Prove $\frac{\partial ln|X|}{\partial X_{ij}}=tr[X^{-1} \frac{\partial X}{\partial X_{ij}}]$ not using adjoint.

292 Views Asked by At

As part of proving this: Prove $\frac{\partial \rm{ln}|X|}{\partial X} = 2X^{-1} - \rm{diag}(X^{-1})$.

Prove

$$\frac{\partial \ln \lvert X \rvert}{\partial X_{ij}}=\text{tr} \left[X^{-1} \frac{\partial X}{\partial X_{ij}} \right]$$ where $\forall \ p \ \in \ \mathbb{N}, \ X \ \in \ \mathbb{R}^{p \times p}, \ $ X is a positive definite matrix.
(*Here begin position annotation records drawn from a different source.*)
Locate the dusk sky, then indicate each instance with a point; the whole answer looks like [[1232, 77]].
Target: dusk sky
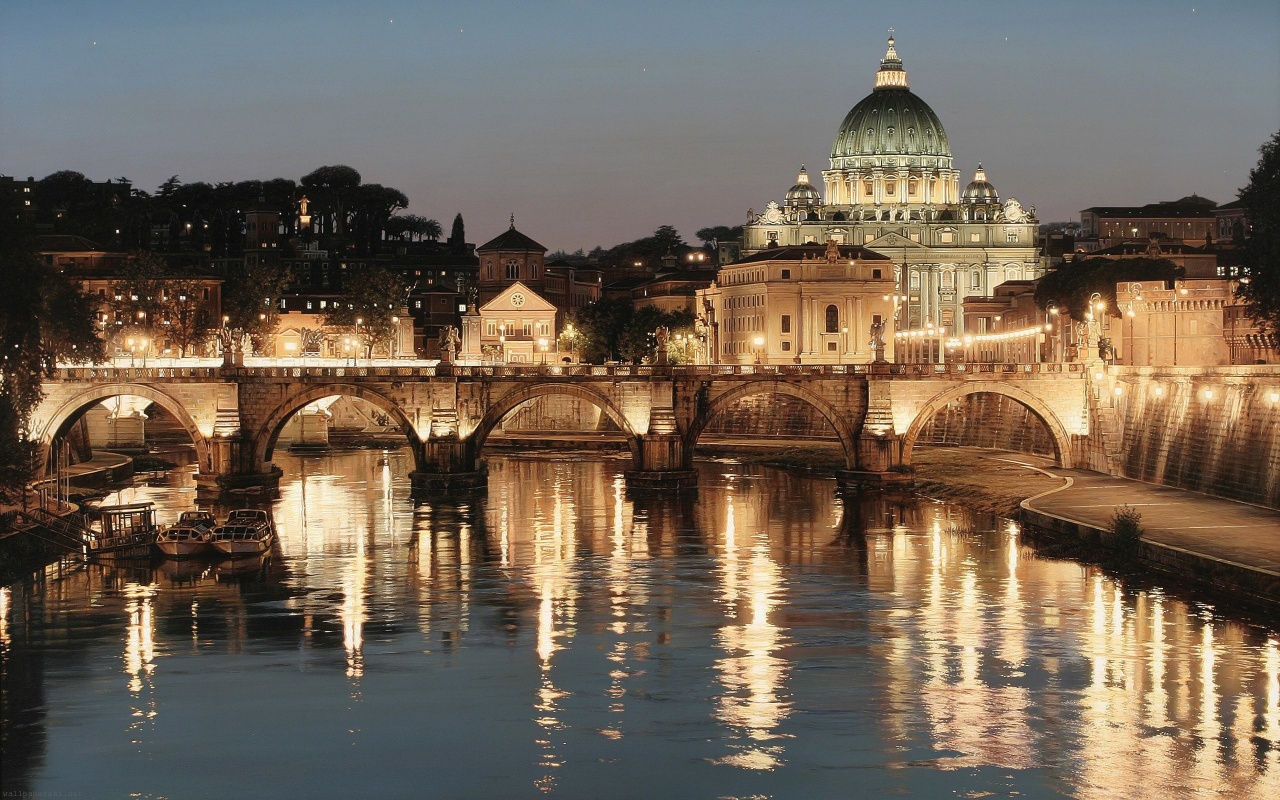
[[597, 122]]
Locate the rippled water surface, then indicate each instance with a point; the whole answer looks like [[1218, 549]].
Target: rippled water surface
[[558, 638]]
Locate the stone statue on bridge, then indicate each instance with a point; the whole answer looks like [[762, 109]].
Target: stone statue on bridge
[[661, 336], [449, 342], [878, 342]]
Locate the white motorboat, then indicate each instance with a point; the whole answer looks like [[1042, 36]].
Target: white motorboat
[[122, 531], [247, 531], [188, 536]]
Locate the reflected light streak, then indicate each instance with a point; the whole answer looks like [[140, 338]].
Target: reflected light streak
[[140, 649], [5, 599], [753, 677]]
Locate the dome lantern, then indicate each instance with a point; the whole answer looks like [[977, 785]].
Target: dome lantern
[[891, 73]]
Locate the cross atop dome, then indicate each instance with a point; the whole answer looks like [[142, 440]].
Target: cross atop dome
[[891, 73]]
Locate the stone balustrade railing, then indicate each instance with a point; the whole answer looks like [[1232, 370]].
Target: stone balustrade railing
[[126, 374]]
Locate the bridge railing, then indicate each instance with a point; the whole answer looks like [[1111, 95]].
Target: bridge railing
[[548, 370]]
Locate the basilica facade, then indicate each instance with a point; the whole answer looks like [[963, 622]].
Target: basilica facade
[[892, 190]]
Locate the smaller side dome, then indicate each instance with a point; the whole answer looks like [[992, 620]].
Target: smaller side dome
[[803, 193], [979, 190]]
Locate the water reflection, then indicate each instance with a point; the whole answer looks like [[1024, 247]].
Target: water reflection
[[764, 638]]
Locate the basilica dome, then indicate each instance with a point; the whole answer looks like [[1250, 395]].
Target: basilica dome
[[803, 193], [891, 120], [979, 190]]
In words: derivative of logarithm of determinant of a matrix is trace of (inverse times derivative of matrix) and then each derivative is with respect to each entry of the matrix

Condition: Do not use adjoint. For adjoint: Prove $\frac{\partial ln|X|}{\partial X_{ij}}=tr[X^{-1} \frac{\partial X}{\partial X_{ij}}]$ using adjoint.

Note: just in case any of this notation seems wrong or or something, see matrix cookbook: p.15's (141), p.9's (57) and p.8's (43)

2

There are 2 best solutions below

0
On BEST ANSWER

What I tried based on Th2.14f in Rencher and Schaalje

Follow the proof (or directly apply) Theorem 2.14f by replacing $A = X$ and $x = x_{ij}$. $$ \frac{\partial ln|X|}{\partial X_{ij}} = \frac{\partial ln|CDC'|}{\partial X_{ij}} $$

Since positive definite matrices are symmetric, $X$ has a spectral decomposition: $X = CDC'$ where $C$ is an orthogonal matrix and $D$ is a diagonal matrix whose elements are the eigenvalues of X on the main diagonal and zero otherwise.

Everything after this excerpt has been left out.